Whether it worked or not cannot be proved, what is known is that at the very last minute Chief Justice Roberts changed his vote and the mandate was saved from the executioner. He based his change on his interpretation that the mandate was a tax, something that the president himself had denied.
On Monday, during his press conference at the G7, the president again made statements seemingly with the objective to influence the pending Supreme Court decision on Obamacare subsidies in states which did not set up their own exchanges. When asked about the case he said:
What I can tell state leaders is, is that under well-established precedent, there is no reason why the existing exchanges should be overturned through a court case. It has been well documented that those who passed this legislation never intended for folks who were going through the federal exchange not to have their citizens get subsidies. That’s not just the opinion of me; that’s not just the opinion of Democrats; that’s the opinion of the Republicans who worked on the legislation [Note: the previous statement is a lie]. The record makes it clear.
And under well-established statutory interpretation, approaches that have been repeatedly employed -- not just by liberal, Democratic judges, but by conservative judges like some on the current Supreme Court -- you interpret a statute based on what the intent and meaning and the overall structure of the statute provides for.
And so this should be an easy case.

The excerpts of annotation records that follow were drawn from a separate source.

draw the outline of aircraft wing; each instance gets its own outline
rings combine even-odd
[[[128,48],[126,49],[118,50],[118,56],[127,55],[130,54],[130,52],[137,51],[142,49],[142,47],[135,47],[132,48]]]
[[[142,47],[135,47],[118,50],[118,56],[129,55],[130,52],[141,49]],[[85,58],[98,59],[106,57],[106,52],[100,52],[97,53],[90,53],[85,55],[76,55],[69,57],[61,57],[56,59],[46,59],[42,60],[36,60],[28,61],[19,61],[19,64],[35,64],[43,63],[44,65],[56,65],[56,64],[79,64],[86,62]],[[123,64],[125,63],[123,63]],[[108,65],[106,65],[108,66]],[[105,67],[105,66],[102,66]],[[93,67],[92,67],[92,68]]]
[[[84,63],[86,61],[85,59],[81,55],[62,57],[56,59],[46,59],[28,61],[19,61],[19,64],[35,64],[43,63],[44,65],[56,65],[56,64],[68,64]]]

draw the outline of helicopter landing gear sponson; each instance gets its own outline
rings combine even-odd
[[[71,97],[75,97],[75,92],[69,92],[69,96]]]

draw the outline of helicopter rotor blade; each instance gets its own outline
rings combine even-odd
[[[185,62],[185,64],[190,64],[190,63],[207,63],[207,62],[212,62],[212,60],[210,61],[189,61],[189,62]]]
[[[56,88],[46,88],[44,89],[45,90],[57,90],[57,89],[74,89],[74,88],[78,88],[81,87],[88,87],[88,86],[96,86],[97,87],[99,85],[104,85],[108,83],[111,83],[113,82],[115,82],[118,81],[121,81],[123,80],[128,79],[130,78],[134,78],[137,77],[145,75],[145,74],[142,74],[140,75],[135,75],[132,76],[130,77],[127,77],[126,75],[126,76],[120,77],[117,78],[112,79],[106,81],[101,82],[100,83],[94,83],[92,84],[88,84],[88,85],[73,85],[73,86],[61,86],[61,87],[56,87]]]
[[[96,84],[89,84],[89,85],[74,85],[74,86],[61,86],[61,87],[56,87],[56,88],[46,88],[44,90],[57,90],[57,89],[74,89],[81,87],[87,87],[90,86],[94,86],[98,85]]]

Frankly, it probably shouldn’t even have been taken up. And since we’re going to get a ruling pretty quick, I think it’s important for us to go ahead and assume that the Supreme Court is going to do what most legal scholars who’ve looked at this would expect them to do.
But, look, I’ve said before and I will repeat again: If, in fact, you have a contorted reading of the statute that says federal-run exchanges don’t provide subsidies for folks who are participating in those exchanges, then that throws off how that exchange operates. It means that millions of people who are obtaining insurance currently with subsidies suddenly aren’t getting those subsidies; many of them can’t afford it; they pull out; and the assumptions that the insurance companies made when they priced their insurance suddenly gets thrown out the window. And it would be disruptive -- not just, by the way, for folks in the exchanges, but for those insurance markets in those states, generally.
So it’s a bad idea. It’s not something that should be done based on a twisted interpretation of four words in -- as we were reminded repeatedly -- a couple-thousand-page piece of legislation.
In other words this is such an easy slam dunk for my side that the Supreme Court will easily vote my way, and if they don't they not judged fairly and have twisted the meaning of the bill. It will be interesting to see when the court releases the ruling in a week or two if there was another coincidental change in votes.